In acceptance there is peace.
It helped me to swallow a lot of grief, pain, terror and shame. I thought I was being a good Christian and applying a spiritual principle that would help me to cope with some of the chaos that was swirling around me at the time. What I found out though, was that this phrase must be applied correctly or it can truly do some harm. The key word in the phrase: acceptance is very often misused and misapplied. It can be used a crutch or a cover-up. Here’s what I mean.
Acceptance does not mean resignation. In other words acceptance does not dictate that you should resign yourself to a bad or brutal situation. It doesn’t mean that you allow or make excuses for abuse or mistreatment. Acceptance doesn’t mean that you skim the surface of your life thereby avoiding deep feelings or difficult situations. Acceptance doesn’t mean that you look the other way when the house is on fire or when you or someone else is falling off a cliff.
Acceptance means that you evaluate a person, situation or experience accurately…as it TRULY is, acknowledge that and respond appropriately.
I want to repeat that:
Acceptance means that you evaluate a person, situation or experience accurately…as it TRULY is, acknowledge that and respond appropriately. Acceptance requires that you make a judgment. You use your intellect and your will to make a determination. You stand back, observe, feel, experience, and ponder. Then you act.
For many years, I was not able to get out of the abusive and self-defeating relationships and patterns of behaving that I seemed hopelessly locked into until I observed and absorbed what was REALLY happening in my life and my interactions with others.
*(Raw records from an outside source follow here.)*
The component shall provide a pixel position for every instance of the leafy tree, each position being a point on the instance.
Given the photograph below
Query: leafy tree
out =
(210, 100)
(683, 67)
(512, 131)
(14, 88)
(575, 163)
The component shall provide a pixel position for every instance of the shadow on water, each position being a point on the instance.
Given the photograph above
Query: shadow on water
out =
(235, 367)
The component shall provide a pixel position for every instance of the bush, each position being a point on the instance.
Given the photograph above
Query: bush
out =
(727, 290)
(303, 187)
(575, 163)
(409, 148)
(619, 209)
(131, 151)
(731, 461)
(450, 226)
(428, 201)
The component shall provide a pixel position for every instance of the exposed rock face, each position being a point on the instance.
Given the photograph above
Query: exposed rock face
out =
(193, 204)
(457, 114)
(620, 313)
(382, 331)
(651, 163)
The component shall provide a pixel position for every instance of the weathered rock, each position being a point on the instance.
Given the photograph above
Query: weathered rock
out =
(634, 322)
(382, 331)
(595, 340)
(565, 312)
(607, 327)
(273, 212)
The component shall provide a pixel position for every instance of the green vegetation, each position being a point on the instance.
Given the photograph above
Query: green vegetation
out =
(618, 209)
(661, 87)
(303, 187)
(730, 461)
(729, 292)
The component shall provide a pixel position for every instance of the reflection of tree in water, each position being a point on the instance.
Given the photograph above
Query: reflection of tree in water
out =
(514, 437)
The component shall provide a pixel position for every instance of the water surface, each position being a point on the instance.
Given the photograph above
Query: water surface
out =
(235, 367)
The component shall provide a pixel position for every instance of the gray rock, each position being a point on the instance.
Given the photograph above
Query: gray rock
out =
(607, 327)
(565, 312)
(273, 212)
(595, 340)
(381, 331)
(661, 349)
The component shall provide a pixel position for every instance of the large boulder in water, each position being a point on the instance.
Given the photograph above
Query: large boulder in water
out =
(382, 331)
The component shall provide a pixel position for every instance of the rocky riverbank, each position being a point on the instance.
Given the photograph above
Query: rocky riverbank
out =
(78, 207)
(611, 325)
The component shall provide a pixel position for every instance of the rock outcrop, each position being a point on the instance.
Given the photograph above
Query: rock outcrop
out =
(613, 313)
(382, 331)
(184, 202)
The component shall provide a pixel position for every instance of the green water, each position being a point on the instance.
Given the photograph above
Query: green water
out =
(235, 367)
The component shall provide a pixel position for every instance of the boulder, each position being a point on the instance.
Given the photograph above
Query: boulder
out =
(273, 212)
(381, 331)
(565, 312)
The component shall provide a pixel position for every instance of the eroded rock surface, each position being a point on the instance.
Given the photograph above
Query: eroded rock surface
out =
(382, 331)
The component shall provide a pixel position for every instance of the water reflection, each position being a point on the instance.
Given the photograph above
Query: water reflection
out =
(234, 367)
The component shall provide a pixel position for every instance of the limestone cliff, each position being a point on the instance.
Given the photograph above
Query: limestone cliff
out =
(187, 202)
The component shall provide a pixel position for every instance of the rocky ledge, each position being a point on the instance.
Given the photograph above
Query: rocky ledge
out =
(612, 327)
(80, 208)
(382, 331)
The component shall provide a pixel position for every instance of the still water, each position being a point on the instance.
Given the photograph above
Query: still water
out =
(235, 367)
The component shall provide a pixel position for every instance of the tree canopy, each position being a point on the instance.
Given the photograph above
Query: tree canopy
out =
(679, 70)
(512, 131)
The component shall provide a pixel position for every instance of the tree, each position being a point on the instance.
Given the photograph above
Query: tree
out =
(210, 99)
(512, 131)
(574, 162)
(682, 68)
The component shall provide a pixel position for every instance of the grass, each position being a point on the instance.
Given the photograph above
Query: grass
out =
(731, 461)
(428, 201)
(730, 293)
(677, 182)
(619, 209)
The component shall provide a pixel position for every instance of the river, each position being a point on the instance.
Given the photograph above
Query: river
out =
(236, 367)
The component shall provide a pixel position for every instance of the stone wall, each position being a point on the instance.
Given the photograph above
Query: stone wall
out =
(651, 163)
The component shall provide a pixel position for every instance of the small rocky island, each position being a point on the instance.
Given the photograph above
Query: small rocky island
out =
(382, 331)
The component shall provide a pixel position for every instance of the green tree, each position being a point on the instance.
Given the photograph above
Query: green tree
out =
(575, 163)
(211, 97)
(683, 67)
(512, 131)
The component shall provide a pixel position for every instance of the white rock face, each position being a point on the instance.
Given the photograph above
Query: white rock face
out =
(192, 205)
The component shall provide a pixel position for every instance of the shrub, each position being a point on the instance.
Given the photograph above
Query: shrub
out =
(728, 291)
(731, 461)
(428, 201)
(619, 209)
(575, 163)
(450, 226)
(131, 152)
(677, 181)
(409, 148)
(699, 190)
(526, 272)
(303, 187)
What I found when I was finally able to face what was going on was startling and inspiring at the same time. The temptation to retreat back in shame and horror was strong but I had to face the music of my own soul. It was calling me to freedom and I had to follow.
A lot of energy, attention and drama go into denial. Denial never leads to peace… just more confusion and entanglement. In my case, it led to an overwhelming, crippling and disfiguring fear in my spirit. I say disfiguring because it was a fear that so damaged my interior relationship with myself that my whole way of looking at the world outside became distorted. I tried desperately to hold onto my Self… but she kept slipping away until finally one day I woke up, and she was gone. (There’s more on that, later.)
Diversion and deflection from an interior honesty can become habitual. In most cases, we learn it from a very early age. The result is that we continually and insidiously deny our own TRUTH; we abdicate our very selves for the sake of someone else. The trouble is… this is NOT the kind of “lying down of one’s life” that Jesus talked about, nor is it very Christian. It is self-hatred in a holy suit.
Now that “someone else” that we are “laying down” for can be the person that happens to be in the room with us at the time or it can be someone from our past, usually a parent, who we are still trying to please or bond with way after the fact. In either case, we are living out an impossibility, we are walking in a fantasy, and we are lying to ourselves.
God, in His infinite mercy, won’t leave us alone in this state. Because He is Truth, Itself, He is the way to a life of peace. I mentioned before that I was once crippled by fear. To say it more accurately, I was crippled by the denial of the fear I felt every day of my life until one day I could deny it no longer. It came crashing through with the fierceness and force of a raging tsunami and it overtook me.
For the period of about two months, I was completely shattered by the weight of a lifetime of pain and fear, most of which I had tried to deny. The truth of my life was ugly and the wounds had gone on festering and unhealed for far too long. I had “accepted” the unacceptable. I had buried a truth that was too painful to even look at in the light of day.
Yet I can say in complete honesty that I was fortunate. I was blessed that I had finally reached a point and found a place in my life that was safe enough to observe, feel, experience, and ponder that truth. I believe that only God could have brought me there.
And by accepting that truth, He set me free. And He can do the same for you. He infused me with a life-giving courage and transformed me from the inside out. He took away my fear and He showed me that beyond all shadow of a doubt that in true acceptance there is always, always His peace.
My prayer is that He brings you to that place of mercy and grace, as well.